Tout au contraire, la présence à Solenzara de ce que l’Etat français présente comme une base avancée de la France en Méditerranée — en en faisant une cible potentielle — est plutôt une menace qu’une garantie pour notre sécurité.
Imaginons une Corse indépendante… Rien ne l’empêcherait d’opter pour une position de neutralité, à l’image de la Suisse.
En matière de sécurité intérieure, un modèle appuyé sur une société de proximité, où chacun se sentirait co-responsable et impliqué dans ce qui se passe dans son environnement, gagnerait sans aucun doute en efficacité.
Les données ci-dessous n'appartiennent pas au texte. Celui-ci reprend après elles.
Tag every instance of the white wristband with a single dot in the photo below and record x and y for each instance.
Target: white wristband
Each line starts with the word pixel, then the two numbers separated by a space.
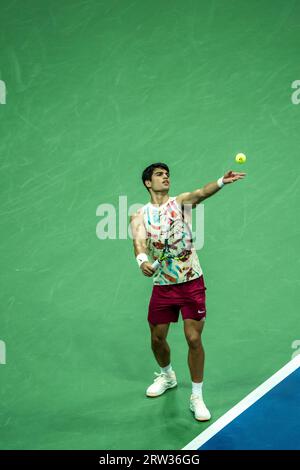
pixel 220 182
pixel 141 258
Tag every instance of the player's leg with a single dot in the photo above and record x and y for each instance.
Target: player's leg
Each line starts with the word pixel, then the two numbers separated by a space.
pixel 167 378
pixel 193 330
pixel 196 355
pixel 159 345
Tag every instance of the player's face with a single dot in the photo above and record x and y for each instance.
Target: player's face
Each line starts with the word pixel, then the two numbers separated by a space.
pixel 160 180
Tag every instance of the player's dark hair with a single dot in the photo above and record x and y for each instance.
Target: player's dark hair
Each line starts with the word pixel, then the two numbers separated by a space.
pixel 148 172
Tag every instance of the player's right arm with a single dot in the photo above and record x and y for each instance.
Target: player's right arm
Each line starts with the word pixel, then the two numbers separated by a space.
pixel 139 237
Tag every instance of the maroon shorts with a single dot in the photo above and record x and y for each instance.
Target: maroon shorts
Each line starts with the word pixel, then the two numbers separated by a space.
pixel 167 300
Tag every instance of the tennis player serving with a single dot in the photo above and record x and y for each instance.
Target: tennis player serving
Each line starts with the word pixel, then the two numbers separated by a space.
pixel 162 230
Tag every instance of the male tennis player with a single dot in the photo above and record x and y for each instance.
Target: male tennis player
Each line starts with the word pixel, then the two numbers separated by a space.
pixel 178 281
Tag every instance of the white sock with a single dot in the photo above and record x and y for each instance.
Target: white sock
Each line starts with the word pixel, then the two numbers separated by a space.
pixel 197 389
pixel 166 369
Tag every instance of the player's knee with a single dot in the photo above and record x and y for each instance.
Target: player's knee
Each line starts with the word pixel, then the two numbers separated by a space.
pixel 157 341
pixel 193 340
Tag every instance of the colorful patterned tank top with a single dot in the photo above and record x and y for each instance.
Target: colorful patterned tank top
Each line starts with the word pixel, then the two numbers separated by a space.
pixel 157 220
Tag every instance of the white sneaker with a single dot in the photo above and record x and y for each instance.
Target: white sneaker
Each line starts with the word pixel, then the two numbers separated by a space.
pixel 199 409
pixel 162 382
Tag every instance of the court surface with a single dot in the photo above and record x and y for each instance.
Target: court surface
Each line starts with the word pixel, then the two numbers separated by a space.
pixel 267 419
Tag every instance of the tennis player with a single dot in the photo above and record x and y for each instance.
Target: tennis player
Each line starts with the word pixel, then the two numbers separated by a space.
pixel 178 283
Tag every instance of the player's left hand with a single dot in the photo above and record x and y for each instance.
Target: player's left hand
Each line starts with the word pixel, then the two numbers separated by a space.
pixel 232 176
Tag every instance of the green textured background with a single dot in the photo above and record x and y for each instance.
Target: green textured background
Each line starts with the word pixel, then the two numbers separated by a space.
pixel 96 91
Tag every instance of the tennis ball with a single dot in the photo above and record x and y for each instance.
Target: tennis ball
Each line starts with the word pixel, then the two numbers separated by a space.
pixel 240 158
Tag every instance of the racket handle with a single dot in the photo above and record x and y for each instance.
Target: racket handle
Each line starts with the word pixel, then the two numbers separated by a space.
pixel 155 264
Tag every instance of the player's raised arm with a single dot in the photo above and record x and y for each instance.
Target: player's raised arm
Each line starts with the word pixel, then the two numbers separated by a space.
pixel 140 244
pixel 197 196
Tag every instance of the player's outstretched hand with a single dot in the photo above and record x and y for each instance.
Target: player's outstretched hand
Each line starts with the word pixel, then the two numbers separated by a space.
pixel 232 176
pixel 147 269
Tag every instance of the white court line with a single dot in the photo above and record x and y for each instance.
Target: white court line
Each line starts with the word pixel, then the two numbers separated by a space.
pixel 244 404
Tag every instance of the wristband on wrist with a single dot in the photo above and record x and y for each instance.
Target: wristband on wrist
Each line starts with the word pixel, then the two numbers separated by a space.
pixel 220 182
pixel 141 258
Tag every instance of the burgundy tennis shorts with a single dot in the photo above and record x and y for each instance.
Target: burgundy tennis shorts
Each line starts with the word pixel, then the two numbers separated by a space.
pixel 167 300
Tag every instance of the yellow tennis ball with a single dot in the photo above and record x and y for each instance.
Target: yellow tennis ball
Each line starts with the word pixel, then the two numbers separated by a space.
pixel 240 158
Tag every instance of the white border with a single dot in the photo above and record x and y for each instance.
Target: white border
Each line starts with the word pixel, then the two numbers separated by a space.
pixel 244 404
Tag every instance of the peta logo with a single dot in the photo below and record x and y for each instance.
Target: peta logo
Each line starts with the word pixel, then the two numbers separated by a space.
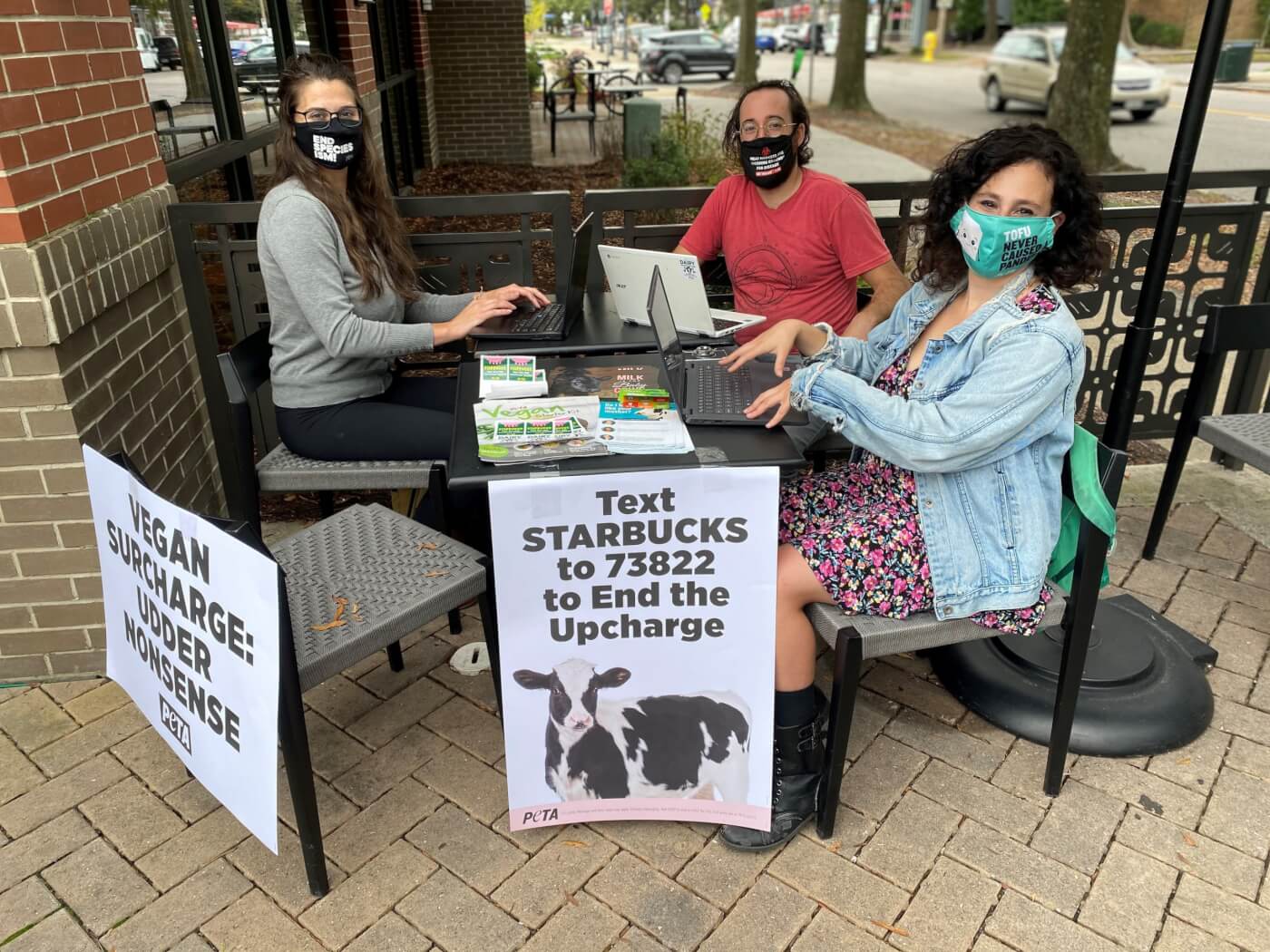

La Corse est une île : un espace clos par construction où tout le monde se connait : cette configuration tout à fait adaptée lui permettrait d’assurer plus efficacement sa sécurité intérieure sur un mode décentralisé.
Dans le domaine économique, il ne serait bien sûr pas question de remettre en cause l’utilisation d’une monnaie permettant des échanges internationaux. Mais celle-ci pourrait être efficacement complétée par une monnaie justement nommée “complémentaire” qui renforcerait l’économie locale en favorisant les circuits courts : un projet que la Collectivité de Corse a toujours dans ses cartons.
Quant au domaine législatif et judiciaire, comme l’exemple suisse le montre, le choix de la subsidiarité permettrait de prendre en compte les contextes et spécificités de notre île pour plus d’équité.
La Corse pourrait ainsi devenir un Etat d’un nouveau genre, inséré dans des réseaux de co-développement et de solidarité, avec juste ce qu’il faut de pouvoirs régaliens. Un Etat qui assure sa sécurité sans transiger avec la démocratie.
Les peuples qui avancent sur le chemin de leur autonomie ont toujours des scrupules à réclamer une part des pouvoirs régaliens : les limites sont dans nos têtes. A nous de les repousser !
↑1 Noter que la période moderne, en histoire, va de la fin du Moyen Age à la Révolution française.
↑2 Sa neutralité perpétuelle a été reconnue officiellement par les grandes puissances européennes au Congrès de Vienne de 1815.